The panic phase is characterized by a stampede, a race for changing real or financial assets into money. The demand for liquidity and safe assets causes excessive changes in pricing of the risky asset. New buyers for the assets to be sold have to be given a discount to take on the risk associated with the falling market. In many cases, the stampede can come from a single catalyst, an event that changes the perception on the valuation of the risk assets. The change in perception could be as simple as a change in the price momentum. In the case of housing, a slowdown in the ascent of residential real estate was enough to start to have an impact on the ability of some borrowers to pay for their loans.

Crash is the final outcome of the process preceded by panic and mania. The crash comes when there market becomes a one way bet against the asset. Expectations are all negative and there does not seem to be a reversal in negative fortunes in sight.

These stylized descriptions provide more contexts for explaining a financial crisis but also have a problem of not being precise. What is the difference between a panic and crash?
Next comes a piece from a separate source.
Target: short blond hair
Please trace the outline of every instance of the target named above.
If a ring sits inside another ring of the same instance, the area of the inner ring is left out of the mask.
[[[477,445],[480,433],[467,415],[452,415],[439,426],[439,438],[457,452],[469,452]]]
What are the visible signs we have made the transition.

Compared to these phases, a focused model can be summarized in five different, yet relatively contemporaneous stages of displacement, boom, overtrading, revulsion, and tranquility. Having five stages may seem a little better, but again there are not precise definitions for these periods. There is no measure to say how long it will take to move from one phase to another. However, with real estate, the time it will take to resolve the crisis will be longer than for assets that have to be market to market. If there is not forced selling, a home-owner can always wait before realizing a loss The problem with this crisis is that the sensitivity of homeowners to changes in the mortgage rate is greater than what we may have seen in past recession where everyone was locked into fixed rate financial. You can provide any number of descriptions for the crisis, but what is needed are a set of policy alternatives. Solution part of crisis is harder to describe.

Market cycles – another morbid view

An interesting perspective on market cycles was presented in with a chart on grief modeling. Using the stages of grief developed by Elisabeth Kubler-Ross in her book On Death and Dying, we may say that the credit cycle follows a similar form. One more investment analogy but is a variation of some of the behavior models where investors do not want to realize loses.

The credit boom in housing had to die and we have to accept it before the markets can move on. There is a growth cycle in any business. (Note that we have also presented the hangover analogy in our last blog.) The market was in denial that the lending game was up with mortgages. We have been through that initial stage with the housing market peaking over 2 years ago. Some home-owners may still be in a state of denial by keeping their home prices up in the resale market.

Investors have tried to bargain their way out of this problem but that has not proved to be a solution. There is the the view that there is some way to get out of the crisis without paying a penalty.

Many are in a state of depression. There are a host of managers who are asking the question of how did this happen to them.

We are testing the new regime and learning to accept it, so to some degree there are people who have figured out how to move on with their grief. Others are still in the middle of the process. The market will not be ready to move up until this grief process has concluded for the majority of investors.

Hangover theory and credit crisis or just a morality play

An interesting discussion on Brad Delong’s blog posted a comment on the hangover theory of financial crises by Paul Krugman. Worth a look. It makes a good comment on how many often to make a market bust a morality play. Bad things happen to bad people who try and get greedy in financial markets. We party hard during the boom and there is a price that will have to be paid by everyone. We already see this story unfolding in the media.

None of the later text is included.